The JUMP Math Philosophy
The words that make up the acronym in JUMP Math explain the program’s philosophy succinctly. The underlying philosophy of the Junior Undiscovered Math Prodigies program is simple. It’s the belief that any student, be he gifted, average or with a learning disability, has the potential to excel in mathematics.
Founder John Mighton feels that the design of most math programs increase the skill divide amongst students. Those who come to school with a strong mathematical background and rudimentary skills have a leg up on students who come to school with less preparation. Typical math programs, he believes, multiply this gap instead of helping to level it out.
JUMP Math and Cognitive Learning Theory
JUMP Math approaches this problem by looking at the cognitive science of mathematical learning. Cognitive science research in the area of learning tells us that in order to truly master a skill or task, the knowledge of what’s needed to complete that task needs to be stored in long-term memory.
In order to transfer that knowledge from short-term memory to long-term memory, the learner needs to find the way to make the information his own, or, more simply, find a way to personalize the information.
In their paper, Designing Learning: Cognitive Science Principles for the Innovative Organization, Penuel, et. al. describes the cognitive science of learning as thus:
Learning, according to cognitive science, should no longer be viewed as a process of simply transmitting information from a teacher to a learner or from an expert to a novice. Rather, learning should be viewed as an active, constructive process, involving collaboration and reflection among people who learn through the course of their everyday activity.
JUMP Math provides this to students and teachers alike by breaking down mathematical learning into small “micro-steps.” Mighton alikens this process to a ladder. Each step may be small, but all are necessary. If you miss a step in the ladder, you’re not always able to keep climbing.
Who’s Using JUMP Math?
A number of students are getting a chance to build those mathematical ladders using JUMP Math. The program’s website estimates that around 85,000 school-age children are using JUMP math, in the classroom, at home or through tutoring sessions.

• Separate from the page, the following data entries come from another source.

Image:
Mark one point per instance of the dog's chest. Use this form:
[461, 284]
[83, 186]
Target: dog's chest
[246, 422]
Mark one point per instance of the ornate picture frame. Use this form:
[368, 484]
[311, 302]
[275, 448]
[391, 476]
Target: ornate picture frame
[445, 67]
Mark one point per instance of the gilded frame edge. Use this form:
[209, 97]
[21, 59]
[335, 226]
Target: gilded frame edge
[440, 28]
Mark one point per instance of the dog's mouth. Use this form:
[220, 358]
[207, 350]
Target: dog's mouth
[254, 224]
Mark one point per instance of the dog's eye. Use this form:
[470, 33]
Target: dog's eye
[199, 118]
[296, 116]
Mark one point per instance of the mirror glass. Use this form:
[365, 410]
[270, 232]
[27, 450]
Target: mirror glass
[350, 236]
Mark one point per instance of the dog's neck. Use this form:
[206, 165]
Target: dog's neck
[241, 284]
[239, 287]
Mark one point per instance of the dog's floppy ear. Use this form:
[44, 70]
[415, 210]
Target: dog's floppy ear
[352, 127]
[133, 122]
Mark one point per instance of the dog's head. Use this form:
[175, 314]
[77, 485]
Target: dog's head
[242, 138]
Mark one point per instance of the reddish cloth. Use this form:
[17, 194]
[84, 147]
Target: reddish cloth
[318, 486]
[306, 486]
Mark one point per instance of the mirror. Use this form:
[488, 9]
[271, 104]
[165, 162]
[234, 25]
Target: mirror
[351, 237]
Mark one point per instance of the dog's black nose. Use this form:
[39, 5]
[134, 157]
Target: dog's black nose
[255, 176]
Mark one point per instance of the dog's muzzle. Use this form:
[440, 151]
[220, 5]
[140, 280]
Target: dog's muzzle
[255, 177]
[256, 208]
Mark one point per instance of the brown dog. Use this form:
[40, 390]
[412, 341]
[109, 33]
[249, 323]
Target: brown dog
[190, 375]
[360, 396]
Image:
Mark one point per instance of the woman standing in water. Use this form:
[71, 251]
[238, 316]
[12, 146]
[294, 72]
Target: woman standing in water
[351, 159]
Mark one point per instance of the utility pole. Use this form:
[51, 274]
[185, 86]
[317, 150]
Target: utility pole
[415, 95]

Many schools in Canada have implemented JUMP in their classrooms, including schools in Vancouver, Edmonton, Winnipeg and Toronto.
After a grant-funded study in the Lambeth Borough of London showed great results in disadvantaged students who were struggling in math, the UK Department for Education and Skills included the program in their publication “What Works with Children with Mathematical Difficulties.” South Africa has echoed the UK’s conclusion of the program’s efficacy by using it as a tutoring tool for disadvantaged students.
In the United States, an April 2011 column in New York Times brought forth a slew of conversation and inquires from readers wanting to know more about the JUMP Math program. As schools are just begining to search for different teaching models as test scores make it more more evident that students’ math skills are suffering, it remains to be seen whether JUMP Math will gain popularity in U.S. public schools.